Los ejércitos alemanes, la 10ª Panzerdivission y la SS Das Reich que estaban preparando el asalto desde Kalinin, se habían detenido en el mismo lugar en donde Napoleón dio la batalla que él creyó decisiva, Borodino. A partir de ese momento, la historia se repite con toda exactitud. El 15 de octubre la ofensiva choca contra el general Georgi Yukov. En el sur, en Rostov, junto al mar de Azov, el mariscal Von Kleist comienza a retroceder. Es que ya ha comenzado su trabajo el General Invierno.
A los días de deshielo siguieron otros de intensa lluvia que provocaba barrizales espesos y profundos en los que los tanques quedaban presos. A continuación se serenaba el cielo y caía como una plaga la congelación. Para cuando comenzó diciembre, los alemanes tenían que encender hogueras bajo los tanques para poder arrancar los motores. En ese momento ya habían perdido la guerra. Era la repetición casi exacta de la derrota de la Grande Armée.

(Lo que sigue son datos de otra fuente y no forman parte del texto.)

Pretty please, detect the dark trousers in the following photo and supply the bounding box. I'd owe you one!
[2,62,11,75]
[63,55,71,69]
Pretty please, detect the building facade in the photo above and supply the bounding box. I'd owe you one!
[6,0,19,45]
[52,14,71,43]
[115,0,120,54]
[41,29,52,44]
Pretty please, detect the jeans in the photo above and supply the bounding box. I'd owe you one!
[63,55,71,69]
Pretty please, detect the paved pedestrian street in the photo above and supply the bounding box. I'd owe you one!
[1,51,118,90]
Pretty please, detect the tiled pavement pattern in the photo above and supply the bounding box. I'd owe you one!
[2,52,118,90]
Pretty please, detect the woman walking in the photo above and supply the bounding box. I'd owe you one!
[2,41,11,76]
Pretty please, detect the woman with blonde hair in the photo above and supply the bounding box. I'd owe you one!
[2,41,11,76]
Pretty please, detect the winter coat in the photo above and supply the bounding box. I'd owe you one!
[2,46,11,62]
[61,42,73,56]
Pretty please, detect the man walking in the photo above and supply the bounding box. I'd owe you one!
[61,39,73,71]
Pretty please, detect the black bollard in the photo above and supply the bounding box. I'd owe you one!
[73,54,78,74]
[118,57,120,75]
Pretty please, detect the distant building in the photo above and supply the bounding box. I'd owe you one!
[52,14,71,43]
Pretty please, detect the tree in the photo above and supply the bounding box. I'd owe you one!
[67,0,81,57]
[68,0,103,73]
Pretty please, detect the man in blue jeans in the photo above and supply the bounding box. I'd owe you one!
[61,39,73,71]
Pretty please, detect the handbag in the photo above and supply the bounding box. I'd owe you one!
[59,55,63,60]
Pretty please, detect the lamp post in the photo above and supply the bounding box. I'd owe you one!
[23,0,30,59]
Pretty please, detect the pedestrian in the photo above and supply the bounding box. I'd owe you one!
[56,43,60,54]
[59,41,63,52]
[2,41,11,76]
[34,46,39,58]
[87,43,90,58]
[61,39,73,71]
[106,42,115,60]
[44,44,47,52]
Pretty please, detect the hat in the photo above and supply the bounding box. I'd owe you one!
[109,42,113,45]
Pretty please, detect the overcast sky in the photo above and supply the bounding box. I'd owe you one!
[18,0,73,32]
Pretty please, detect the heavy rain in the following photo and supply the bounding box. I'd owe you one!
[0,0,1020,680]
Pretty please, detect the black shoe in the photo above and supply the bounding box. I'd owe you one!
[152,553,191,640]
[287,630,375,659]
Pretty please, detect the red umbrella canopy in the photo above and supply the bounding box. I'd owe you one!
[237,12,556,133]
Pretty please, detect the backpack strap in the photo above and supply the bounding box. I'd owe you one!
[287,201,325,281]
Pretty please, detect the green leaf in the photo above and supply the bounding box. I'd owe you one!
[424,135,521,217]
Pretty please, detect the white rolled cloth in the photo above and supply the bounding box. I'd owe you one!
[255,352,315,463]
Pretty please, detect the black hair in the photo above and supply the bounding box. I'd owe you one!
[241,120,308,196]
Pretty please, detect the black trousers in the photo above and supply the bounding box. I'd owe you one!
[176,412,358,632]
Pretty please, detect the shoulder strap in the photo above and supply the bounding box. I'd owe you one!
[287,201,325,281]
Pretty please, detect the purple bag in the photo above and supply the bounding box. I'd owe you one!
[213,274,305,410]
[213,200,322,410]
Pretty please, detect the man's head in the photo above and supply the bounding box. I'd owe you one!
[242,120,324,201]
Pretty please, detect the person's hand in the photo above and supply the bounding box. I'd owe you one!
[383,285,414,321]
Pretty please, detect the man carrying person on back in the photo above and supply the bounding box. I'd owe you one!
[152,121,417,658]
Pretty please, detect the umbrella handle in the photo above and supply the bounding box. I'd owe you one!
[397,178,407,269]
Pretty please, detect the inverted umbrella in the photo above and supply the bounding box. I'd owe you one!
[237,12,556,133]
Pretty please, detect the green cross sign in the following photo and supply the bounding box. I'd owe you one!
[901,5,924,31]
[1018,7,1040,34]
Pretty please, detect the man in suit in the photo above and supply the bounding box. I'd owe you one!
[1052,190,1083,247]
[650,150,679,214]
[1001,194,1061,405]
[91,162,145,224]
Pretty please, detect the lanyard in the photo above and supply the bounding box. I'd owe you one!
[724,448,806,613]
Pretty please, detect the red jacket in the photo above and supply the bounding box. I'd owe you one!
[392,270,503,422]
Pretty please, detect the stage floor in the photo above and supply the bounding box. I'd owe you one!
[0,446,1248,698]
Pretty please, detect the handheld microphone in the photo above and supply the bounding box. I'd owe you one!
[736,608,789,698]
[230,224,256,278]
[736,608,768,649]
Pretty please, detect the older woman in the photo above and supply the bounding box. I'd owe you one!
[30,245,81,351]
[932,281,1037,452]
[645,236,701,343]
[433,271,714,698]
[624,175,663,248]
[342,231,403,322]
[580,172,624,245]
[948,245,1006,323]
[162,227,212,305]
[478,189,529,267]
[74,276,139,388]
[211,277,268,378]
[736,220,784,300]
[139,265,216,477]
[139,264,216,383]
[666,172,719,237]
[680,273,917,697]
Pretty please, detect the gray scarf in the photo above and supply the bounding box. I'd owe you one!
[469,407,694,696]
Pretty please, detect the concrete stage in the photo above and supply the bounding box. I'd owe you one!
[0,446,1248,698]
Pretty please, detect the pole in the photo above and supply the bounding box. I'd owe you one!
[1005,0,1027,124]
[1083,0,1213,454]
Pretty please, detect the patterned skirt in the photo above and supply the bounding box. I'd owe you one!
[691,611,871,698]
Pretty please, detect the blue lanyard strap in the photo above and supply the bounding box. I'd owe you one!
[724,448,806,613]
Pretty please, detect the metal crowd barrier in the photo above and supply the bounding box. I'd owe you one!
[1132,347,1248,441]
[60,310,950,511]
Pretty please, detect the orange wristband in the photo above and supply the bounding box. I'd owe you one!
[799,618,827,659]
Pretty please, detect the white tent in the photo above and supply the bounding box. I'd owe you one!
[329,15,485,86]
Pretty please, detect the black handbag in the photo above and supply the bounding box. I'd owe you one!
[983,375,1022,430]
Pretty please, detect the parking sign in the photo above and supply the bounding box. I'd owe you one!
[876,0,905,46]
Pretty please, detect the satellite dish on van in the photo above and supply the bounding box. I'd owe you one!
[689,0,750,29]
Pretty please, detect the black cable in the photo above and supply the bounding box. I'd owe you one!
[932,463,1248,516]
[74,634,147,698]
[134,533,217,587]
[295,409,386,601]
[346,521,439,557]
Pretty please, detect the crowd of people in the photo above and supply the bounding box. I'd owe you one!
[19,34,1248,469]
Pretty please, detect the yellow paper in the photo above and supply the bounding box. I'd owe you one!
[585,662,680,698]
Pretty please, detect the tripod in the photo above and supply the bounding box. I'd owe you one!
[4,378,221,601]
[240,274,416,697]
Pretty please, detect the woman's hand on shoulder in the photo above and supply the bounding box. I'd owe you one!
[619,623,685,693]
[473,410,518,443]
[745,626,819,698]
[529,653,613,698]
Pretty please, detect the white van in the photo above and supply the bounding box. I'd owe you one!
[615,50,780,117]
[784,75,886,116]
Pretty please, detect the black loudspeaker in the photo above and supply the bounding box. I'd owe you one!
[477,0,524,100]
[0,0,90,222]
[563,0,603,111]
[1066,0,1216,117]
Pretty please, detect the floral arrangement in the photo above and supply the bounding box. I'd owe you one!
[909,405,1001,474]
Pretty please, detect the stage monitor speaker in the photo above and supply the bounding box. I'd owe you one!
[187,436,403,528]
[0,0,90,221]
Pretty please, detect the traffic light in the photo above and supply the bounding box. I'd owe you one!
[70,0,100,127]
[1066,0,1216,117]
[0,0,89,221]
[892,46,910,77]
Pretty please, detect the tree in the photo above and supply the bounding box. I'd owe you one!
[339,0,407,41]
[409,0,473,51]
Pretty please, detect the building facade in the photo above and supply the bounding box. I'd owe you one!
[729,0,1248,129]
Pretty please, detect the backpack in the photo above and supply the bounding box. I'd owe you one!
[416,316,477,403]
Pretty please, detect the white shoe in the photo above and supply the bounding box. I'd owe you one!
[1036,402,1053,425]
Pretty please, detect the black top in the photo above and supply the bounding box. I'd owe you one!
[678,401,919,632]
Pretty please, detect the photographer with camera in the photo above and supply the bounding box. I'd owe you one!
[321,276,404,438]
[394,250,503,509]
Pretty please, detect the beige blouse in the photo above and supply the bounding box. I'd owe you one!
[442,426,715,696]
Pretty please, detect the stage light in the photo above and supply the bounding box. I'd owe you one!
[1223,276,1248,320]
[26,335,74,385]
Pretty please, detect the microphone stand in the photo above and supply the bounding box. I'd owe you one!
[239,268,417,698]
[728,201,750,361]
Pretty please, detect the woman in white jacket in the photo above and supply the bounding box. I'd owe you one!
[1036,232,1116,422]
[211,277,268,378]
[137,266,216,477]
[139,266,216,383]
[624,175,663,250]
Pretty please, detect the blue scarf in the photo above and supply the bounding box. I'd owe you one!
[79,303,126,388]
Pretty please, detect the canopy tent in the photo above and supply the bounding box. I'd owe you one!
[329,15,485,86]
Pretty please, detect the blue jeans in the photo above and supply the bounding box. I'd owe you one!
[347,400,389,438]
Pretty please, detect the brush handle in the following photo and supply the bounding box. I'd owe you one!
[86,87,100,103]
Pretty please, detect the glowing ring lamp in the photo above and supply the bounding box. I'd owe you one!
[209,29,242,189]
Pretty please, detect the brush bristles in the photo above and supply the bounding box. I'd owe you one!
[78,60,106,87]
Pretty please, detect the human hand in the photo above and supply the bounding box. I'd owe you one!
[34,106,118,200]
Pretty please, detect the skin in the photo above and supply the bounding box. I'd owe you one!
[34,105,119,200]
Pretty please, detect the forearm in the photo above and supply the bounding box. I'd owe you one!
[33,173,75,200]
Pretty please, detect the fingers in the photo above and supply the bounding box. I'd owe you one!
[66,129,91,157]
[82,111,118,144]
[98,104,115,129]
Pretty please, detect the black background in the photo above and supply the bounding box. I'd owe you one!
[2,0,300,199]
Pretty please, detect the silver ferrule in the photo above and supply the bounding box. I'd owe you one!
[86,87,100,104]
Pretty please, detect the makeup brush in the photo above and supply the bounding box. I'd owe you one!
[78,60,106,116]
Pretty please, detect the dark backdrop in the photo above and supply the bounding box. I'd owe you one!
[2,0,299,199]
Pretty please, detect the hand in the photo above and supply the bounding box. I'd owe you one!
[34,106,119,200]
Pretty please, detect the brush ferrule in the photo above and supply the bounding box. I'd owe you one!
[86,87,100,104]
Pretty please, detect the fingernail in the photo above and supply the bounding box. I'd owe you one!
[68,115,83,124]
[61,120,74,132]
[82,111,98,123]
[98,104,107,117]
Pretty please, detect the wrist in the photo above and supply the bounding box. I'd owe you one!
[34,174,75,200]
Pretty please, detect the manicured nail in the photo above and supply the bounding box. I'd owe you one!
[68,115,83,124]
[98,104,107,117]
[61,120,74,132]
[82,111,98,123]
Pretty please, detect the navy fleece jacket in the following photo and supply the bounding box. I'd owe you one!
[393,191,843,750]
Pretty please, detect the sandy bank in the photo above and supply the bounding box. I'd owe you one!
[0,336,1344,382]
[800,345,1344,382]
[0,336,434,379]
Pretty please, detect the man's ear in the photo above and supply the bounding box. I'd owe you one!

La confianza en el poder aplastante de la técnica, una vez más, había contribuido al desastre estratégico. Lillian Hellman, que trabajaba por entonces de corresponsal en el lado soviético, cuenta que un general la llevó en jeep hasta una de las llanuras donde había tenido lugar la batalla decisiva. El campo estaba cubierto de cadáveres congelados. “¿Qué ve usted?”, le preguntó el general. “Veo alemanes muertos”. “No, no. Fíjese bien”, insistió el ruso. Y como ella no adivinara, el general, con gesto impaciente, estiró de una de las perneras de un cadáver, un trozo de tela rígida como cartón. “¿No lo entiende? ¡Es el uniforme de verano!”. La confianza de Hitler en una victoria relámpago había acabado con su ejército.
De esta campaña no hay mejor narración que la de David Grossman, el insoslayable novelista de Vida y Destino, en los cuadernos de notas recogidos por Antony Beevor (Un escritor en guerra, Editorial Crítica). Él estaba allí, en primera línea. Durante la retirada y ante el silencio del Kremlin, incapaz de aceptar lo que estaba pasando, los periódicos decían cosas singulares. Grossman pone dos ejemplos:
“Cuando comenzaron las llamadas telefónicas desde la frontera a los cuarteles generales informando de que había comenzado la guerra, algunos de ellos recibieron la siguiente respuesta: “No caigan en provocaciones””.
Y cuando ya no podían ocultar más tiempo lo que estaba sucediendo, este espléndido titular: “El enemigo, muy dañado, prosiguió su cobarde avance”.
Parece prensa española actual.
[Publicado el 17/10/2006 a las 10:30]
Si eres laico.
Si eres catalán de los buenos.
Si quieres vivir en paz con el resto del mundo.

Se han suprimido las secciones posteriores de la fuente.